The thing about it is, that while there are vertical stripes of color which necessitate the bobbins, there are also horizontal stripes of color which necessitate a continuous strand of yarn to alternate with the strands of each bobbin in turn. My solution? Strandtarsia: a cobbled-together fairisle/intarsia blend whereby I knit or purl two-handed in the fair-isle style (except back-and-forth rather than in the round), throwing each old bobbin strand over the new bobbin strand when I get to a transition between two vertical lines. Cantankerous and jerry-rigged enough for you?
Really, it's not so bad now that I've grown accustomed to it (and I'm sure I'll find out via a comment that this is actually a time-honored technique of which I wasn't aware). It's pretty darn cool to see the plaid pattern emerging and the vertical columns sitting so neatly next to one another. But this project had another ace up its sleeve which is still causing me to break out some of my grandfather's juicier swear words.

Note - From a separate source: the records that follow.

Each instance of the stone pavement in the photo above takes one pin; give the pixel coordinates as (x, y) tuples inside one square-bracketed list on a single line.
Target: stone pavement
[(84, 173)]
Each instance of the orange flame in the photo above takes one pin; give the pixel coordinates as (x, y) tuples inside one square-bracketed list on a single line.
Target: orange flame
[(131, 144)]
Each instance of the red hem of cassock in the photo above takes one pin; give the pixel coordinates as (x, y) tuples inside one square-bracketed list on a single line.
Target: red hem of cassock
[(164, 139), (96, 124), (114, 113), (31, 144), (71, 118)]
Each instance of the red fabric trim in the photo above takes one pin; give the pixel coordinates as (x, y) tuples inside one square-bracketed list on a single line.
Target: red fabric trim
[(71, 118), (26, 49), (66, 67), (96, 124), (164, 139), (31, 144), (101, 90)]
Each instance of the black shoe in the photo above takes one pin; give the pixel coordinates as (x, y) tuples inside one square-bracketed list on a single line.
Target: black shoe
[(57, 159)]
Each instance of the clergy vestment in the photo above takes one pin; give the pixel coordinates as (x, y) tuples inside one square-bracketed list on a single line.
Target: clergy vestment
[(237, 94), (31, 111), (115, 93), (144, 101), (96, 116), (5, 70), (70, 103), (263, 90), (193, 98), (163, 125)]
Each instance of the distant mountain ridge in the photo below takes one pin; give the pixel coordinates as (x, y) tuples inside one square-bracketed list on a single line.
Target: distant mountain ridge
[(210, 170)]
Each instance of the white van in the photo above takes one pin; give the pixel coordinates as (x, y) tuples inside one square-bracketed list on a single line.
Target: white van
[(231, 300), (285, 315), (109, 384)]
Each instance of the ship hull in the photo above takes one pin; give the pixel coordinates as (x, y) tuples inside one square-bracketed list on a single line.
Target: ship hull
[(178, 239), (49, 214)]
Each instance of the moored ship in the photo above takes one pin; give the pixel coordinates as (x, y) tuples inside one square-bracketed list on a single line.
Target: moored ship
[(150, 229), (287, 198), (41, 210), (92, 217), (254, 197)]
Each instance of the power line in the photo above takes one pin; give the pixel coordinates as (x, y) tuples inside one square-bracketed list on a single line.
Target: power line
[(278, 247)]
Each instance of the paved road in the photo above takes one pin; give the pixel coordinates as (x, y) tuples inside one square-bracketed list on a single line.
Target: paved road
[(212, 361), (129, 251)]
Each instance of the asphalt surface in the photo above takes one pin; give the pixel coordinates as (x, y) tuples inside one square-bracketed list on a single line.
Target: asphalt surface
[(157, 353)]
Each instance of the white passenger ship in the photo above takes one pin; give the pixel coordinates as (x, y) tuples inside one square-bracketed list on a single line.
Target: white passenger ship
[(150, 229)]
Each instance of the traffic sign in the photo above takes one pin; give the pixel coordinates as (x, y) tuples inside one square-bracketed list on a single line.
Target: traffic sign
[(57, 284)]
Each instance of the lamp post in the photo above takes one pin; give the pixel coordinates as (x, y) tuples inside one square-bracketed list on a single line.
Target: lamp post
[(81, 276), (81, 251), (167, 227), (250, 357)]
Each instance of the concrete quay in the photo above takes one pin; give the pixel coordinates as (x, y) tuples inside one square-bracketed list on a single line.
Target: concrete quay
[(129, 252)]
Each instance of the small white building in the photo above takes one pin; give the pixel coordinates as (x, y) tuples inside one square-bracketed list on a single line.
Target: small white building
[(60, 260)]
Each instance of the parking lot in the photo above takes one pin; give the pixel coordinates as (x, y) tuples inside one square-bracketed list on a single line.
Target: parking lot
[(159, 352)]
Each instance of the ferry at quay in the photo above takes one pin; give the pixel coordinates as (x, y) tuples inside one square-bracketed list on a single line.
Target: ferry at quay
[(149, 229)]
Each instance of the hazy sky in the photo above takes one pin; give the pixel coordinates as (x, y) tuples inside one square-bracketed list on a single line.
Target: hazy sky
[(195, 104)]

You may have noticed in comparing the photos of the swatch and the bobbins, that the camel color in the swatch looks closer to a muddy pink. That's right: this yarn was not colorfast AT ALL. So, in an effort to maintain my classic working-man color scheme, I am making every ball of red and charcoal into a hank, washing and rinsing it repeatedly, and hanging the hanks over every doorknob in our home, with hand towels underneath to catch the drips. David has been an awesome sport about this, especially as I keep forgetting the hand towels and leaving him to discover the puddles of yarn water with his stocking feet.
So, I've been alternating my delight and consternation. And really, I think it's quite remarkable that this jacket has managed to remind me so forcibly of my grandfather, before I'd even started knitting it.